Agricoltura

Nuove strategie per l’acqua a fini irrigui

Le colture agricole del Trentino sono condizionate dalla disponibilità d’acqua irrigua nei lunghi periodi di siccità. Le ricerche della Provincia stanno cercando di risolvere il problema, assieme a Fem e Università di Trento e i Consorzi Irrigui


Carlo Bridi


TRENTO. Le colture agricole specializzate del Trentino, dalle mele all’uva ai piccoli frutti, sono fortemente condizionate dalla disponibilità d’acqua irrigua nei lunghi periodi di siccità. Volendo puntare sul massimo della qualità, la disponibilità d’acqua ai fini irrigui nei periodi di carenza è condicio sine qua non per fare qualità. Periodi sempre più frequenti di siccità a causa dell’impazzimento del clima con l’innalzamento della temperatura media e i picchi di siccità che si alternano a precipitazioni sempre più violente che eravamo abituati a vedere solo nell’Africa Subsahariana.

Com’è noto, le campagne del Trentino cominciando dalla Valle di Non, fin dagli anni ’50 del secolo scorso si sono dotate dei primi impianti irrigui che hanno permesso lo sviluppo di quella frutticoltura moderna che ha cambiato anche dal punto di vista economico le molte famiglie che ancora oggi vivono della frutticoltura.

Negli ultimi anni però è scattato l’allarme per la carente disponibilità d’acqua particolarmente nei periodi nei quali le piante hanno maggiore bisogno. Va ricordato che negli ultimi decenni grazie al forte sostegno dell’ente pubblico Provincia, la quasi totalità di impianti sovra chioma con i girandoloni, sono stati sostituiti prima dagli impianti a pioggia lenta e poi in impianti a goccia.

Ma il problema della carenza d’acqua a causa della riduzione della portata delle sorgenti e delle falde freatiche per la minore quantità di piogge cadute è diventato un’autentica emergenza. Per questo motivo su sollecitazione della Federazione Provinciale dei Consorzi Irrigui e di miglioramento fondiario, la Provincia ha costituito nel mese di luglio dello scorso anno un gruppo di lavoro coinvolgendo oltre all’Assessorato all’Agricoltura, la Fondazione Mach, la Facoltà di Ingegneria di Povo, oltre naturalmente la Federazione dei Consorzi irrigui. Il nostro impegno informa Lorenzo Cattani, direttore della Federazione dei Consorzi irrigui e di Miglioramento Fondiario del Trentino, ( 230 i consorzi associati), era quello di realizzare il progetto completo entro in 2024, ma vista la complessità della materia e i tempi necessari per il reperimento dei dati, si prevede che il piano completo sarà pronto solo il prossimo anno.

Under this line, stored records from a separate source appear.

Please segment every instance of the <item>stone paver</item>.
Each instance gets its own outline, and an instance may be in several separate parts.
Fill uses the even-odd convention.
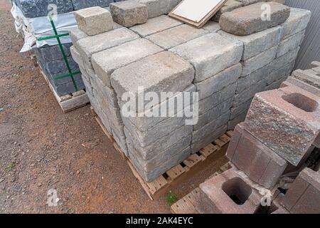
[[[189,61],[196,69],[195,82],[204,81],[239,63],[242,43],[209,33],[170,49]]]
[[[263,4],[270,7],[270,20],[262,16]],[[236,9],[221,15],[219,24],[221,28],[239,36],[250,35],[279,25],[288,19],[290,8],[276,2],[261,2]]]
[[[79,28],[88,36],[95,36],[113,29],[110,12],[95,6],[78,10],[73,13]]]

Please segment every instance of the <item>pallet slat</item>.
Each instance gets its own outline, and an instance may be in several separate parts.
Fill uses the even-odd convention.
[[[166,173],[171,180],[176,179],[178,176],[183,175],[186,172],[186,170],[181,166],[181,165],[178,165],[174,167],[169,171],[166,171]]]
[[[198,200],[199,188],[197,188],[187,195],[185,197],[178,200],[171,206],[171,212],[174,214],[199,214],[195,204]]]
[[[102,129],[107,137],[113,142],[115,150],[119,152],[120,155],[124,160],[127,160],[127,162],[128,163],[129,167],[132,170],[134,175],[139,180],[142,188],[151,200],[159,199],[161,196],[168,193],[170,187],[177,185],[184,179],[191,177],[192,175],[195,174],[195,172],[198,171],[198,170],[204,169],[209,165],[219,165],[218,167],[220,168],[220,166],[223,166],[228,162],[228,159],[226,157],[223,157],[223,156],[225,154],[228,144],[230,141],[230,138],[226,135],[223,135],[218,140],[218,143],[219,143],[221,147],[218,145],[209,144],[206,147],[201,149],[198,153],[191,155],[189,157],[181,163],[183,166],[181,164],[176,165],[166,172],[164,175],[159,177],[153,182],[146,182],[140,175],[130,159],[125,156],[124,153],[117,145],[117,142],[114,140],[112,135],[110,135],[107,130],[105,128],[103,123],[99,116],[95,113],[93,108],[92,107],[90,108],[91,113],[96,119],[97,123]],[[217,162],[213,162],[213,161],[215,160]],[[223,164],[220,164],[221,161]],[[188,203],[188,202],[184,202],[184,204],[186,205]],[[181,205],[181,208],[183,207],[185,207],[185,206]]]

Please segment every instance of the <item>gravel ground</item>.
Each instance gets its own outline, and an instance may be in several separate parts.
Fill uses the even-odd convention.
[[[0,1],[0,213],[169,213],[151,201],[90,114],[63,114],[28,53],[9,0]],[[173,190],[179,198],[208,167]],[[57,191],[58,206],[46,202]]]

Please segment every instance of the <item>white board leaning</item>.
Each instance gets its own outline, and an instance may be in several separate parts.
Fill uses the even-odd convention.
[[[169,16],[197,27],[203,26],[228,0],[183,0]]]

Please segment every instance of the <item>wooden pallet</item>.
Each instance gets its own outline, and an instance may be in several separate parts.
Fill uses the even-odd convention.
[[[229,163],[225,164],[210,178],[217,176],[230,168],[231,165]],[[174,204],[171,207],[171,212],[173,214],[200,214],[196,208],[196,202],[199,200],[199,192],[200,189],[197,187],[183,198]]]
[[[55,99],[59,103],[60,107],[61,107],[63,113],[65,113],[74,110],[75,109],[77,109],[78,108],[85,106],[90,102],[89,98],[87,95],[87,93],[85,93],[85,91],[84,90],[81,90],[63,96],[58,95],[38,63],[38,66],[39,67],[40,73],[41,73],[42,76],[49,86],[50,89],[53,93],[53,95],[55,95]]]
[[[179,186],[208,165],[216,167],[218,170],[229,161],[225,155],[233,135],[233,131],[227,132],[213,142],[201,149],[196,154],[190,155],[181,164],[168,170],[153,182],[146,182],[140,175],[133,162],[117,145],[112,135],[105,128],[100,118],[95,113],[92,107],[91,107],[91,112],[105,134],[113,142],[116,150],[127,161],[133,174],[139,181],[146,195],[151,200],[159,199],[160,197],[167,194],[171,188]]]

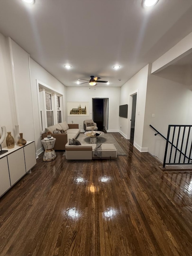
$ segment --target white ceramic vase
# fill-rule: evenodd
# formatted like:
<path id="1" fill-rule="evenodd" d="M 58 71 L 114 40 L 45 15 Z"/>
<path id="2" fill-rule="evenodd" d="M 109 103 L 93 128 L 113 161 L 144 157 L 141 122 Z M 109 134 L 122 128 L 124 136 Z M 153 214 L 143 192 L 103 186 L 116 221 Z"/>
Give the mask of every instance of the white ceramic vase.
<path id="1" fill-rule="evenodd" d="M 15 140 L 15 144 L 17 144 L 17 141 L 20 138 L 20 136 L 19 135 L 19 125 L 15 125 L 15 136 L 14 137 L 14 140 Z"/>

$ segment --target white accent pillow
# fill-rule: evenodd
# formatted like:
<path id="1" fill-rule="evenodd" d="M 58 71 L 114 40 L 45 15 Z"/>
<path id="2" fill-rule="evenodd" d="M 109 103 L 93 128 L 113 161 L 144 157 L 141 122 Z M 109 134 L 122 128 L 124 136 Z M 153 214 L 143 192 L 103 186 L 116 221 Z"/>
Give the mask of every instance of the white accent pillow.
<path id="1" fill-rule="evenodd" d="M 59 124 L 61 126 L 62 130 L 68 130 L 69 129 L 69 125 L 66 121 L 59 123 Z"/>

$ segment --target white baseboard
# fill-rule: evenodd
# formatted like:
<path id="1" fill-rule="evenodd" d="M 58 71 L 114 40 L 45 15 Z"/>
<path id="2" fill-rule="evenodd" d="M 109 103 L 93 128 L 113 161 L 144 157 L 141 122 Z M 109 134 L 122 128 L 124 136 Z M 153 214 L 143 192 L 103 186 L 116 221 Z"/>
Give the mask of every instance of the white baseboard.
<path id="1" fill-rule="evenodd" d="M 118 130 L 108 130 L 107 132 L 118 132 Z"/>
<path id="2" fill-rule="evenodd" d="M 41 154 L 42 152 L 43 152 L 44 150 L 44 148 L 42 147 L 40 149 L 39 149 L 36 152 L 36 158 L 38 158 L 39 157 L 38 156 L 40 154 Z"/>
<path id="3" fill-rule="evenodd" d="M 125 138 L 125 139 L 127 139 L 127 136 L 126 135 L 125 135 L 124 133 L 122 132 L 121 131 L 120 131 L 120 130 L 119 130 L 119 132 L 120 134 L 121 134 L 122 135 L 124 138 Z"/>
<path id="4" fill-rule="evenodd" d="M 148 152 L 148 148 L 141 148 L 140 146 L 138 145 L 135 142 L 134 143 L 133 145 L 140 152 Z"/>

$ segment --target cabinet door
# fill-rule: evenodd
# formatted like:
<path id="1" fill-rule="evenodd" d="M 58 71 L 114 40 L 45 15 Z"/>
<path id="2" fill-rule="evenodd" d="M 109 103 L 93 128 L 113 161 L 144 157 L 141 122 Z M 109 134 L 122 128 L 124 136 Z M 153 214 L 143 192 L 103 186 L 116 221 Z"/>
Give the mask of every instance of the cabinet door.
<path id="1" fill-rule="evenodd" d="M 34 142 L 24 147 L 24 154 L 26 172 L 27 172 L 37 163 Z"/>
<path id="2" fill-rule="evenodd" d="M 23 148 L 8 155 L 7 158 L 11 185 L 12 186 L 26 173 Z"/>
<path id="3" fill-rule="evenodd" d="M 0 159 L 0 196 L 10 188 L 7 157 Z"/>

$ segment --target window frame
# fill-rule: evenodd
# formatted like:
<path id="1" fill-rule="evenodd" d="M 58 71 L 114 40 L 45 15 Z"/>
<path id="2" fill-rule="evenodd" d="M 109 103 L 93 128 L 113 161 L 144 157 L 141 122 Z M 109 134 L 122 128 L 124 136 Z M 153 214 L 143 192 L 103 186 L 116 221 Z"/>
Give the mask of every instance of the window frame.
<path id="1" fill-rule="evenodd" d="M 42 85 L 42 84 L 38 83 L 37 86 L 39 89 L 39 93 L 38 95 L 38 103 L 40 121 L 40 127 L 41 134 L 45 132 L 45 128 L 48 127 L 46 113 L 47 111 L 52 111 L 53 115 L 53 125 L 58 123 L 57 111 L 61 111 L 61 117 L 62 122 L 63 109 L 62 107 L 63 95 L 58 92 L 53 91 L 52 89 L 49 89 Z M 51 110 L 47 110 L 46 105 L 46 93 L 49 93 L 51 95 Z M 58 110 L 57 107 L 57 96 L 59 97 L 60 110 Z"/>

Molto interessante la scaletta di lavoro che si è dato il gruppo: si è partiti con vasto censimento coinvolgendo tutti i consorzi Irrigui e di Miglioramento Fondiario che gestiscono impianti irrigui al fine di conoscere quali sono le colture praticate su tutto l’estimo irriguo dei singoli consorzi, gli ettari riservati ad ogni coltura, l’attuale sistema irriguo, i tipi di terreni, la diponibilità d’acqua nelle varie stagioni dell’anno. Quando questi dati saranno reperiti i tecnici della Fondazione Mach effettueranno una stima puntuale del fabbisogno d’acqua della vaie colture siano esse meli, che viti, che piccoli frutti che ciliegi. Il tutto al fine di arrivare finalmente a dare in base all’agricoltura 4.0 la quantità d’acqua necessaria per ogni coltura nei vari stadi fenologici. Sulla base di questi dati si potrà ragionare su numeri certi dell’attuale rapporto fabbisogno e disponibilità dell’acqua a fini irrigui. Sulla base di questi dati saranno individuate da parte della Facoltà di Ingegneria di Trento le migliori soluzioni possibili al fine di raccogliere durante i periodo di disponibilità le acque per poterle poi distribuire nel momento del bisogno ai vari consorzi. Evidentemente sarà ispezionato anche l’intero sistema irriguo attuale al fine, di poter poi adeguarlo al minor consumo d’acqua possibile.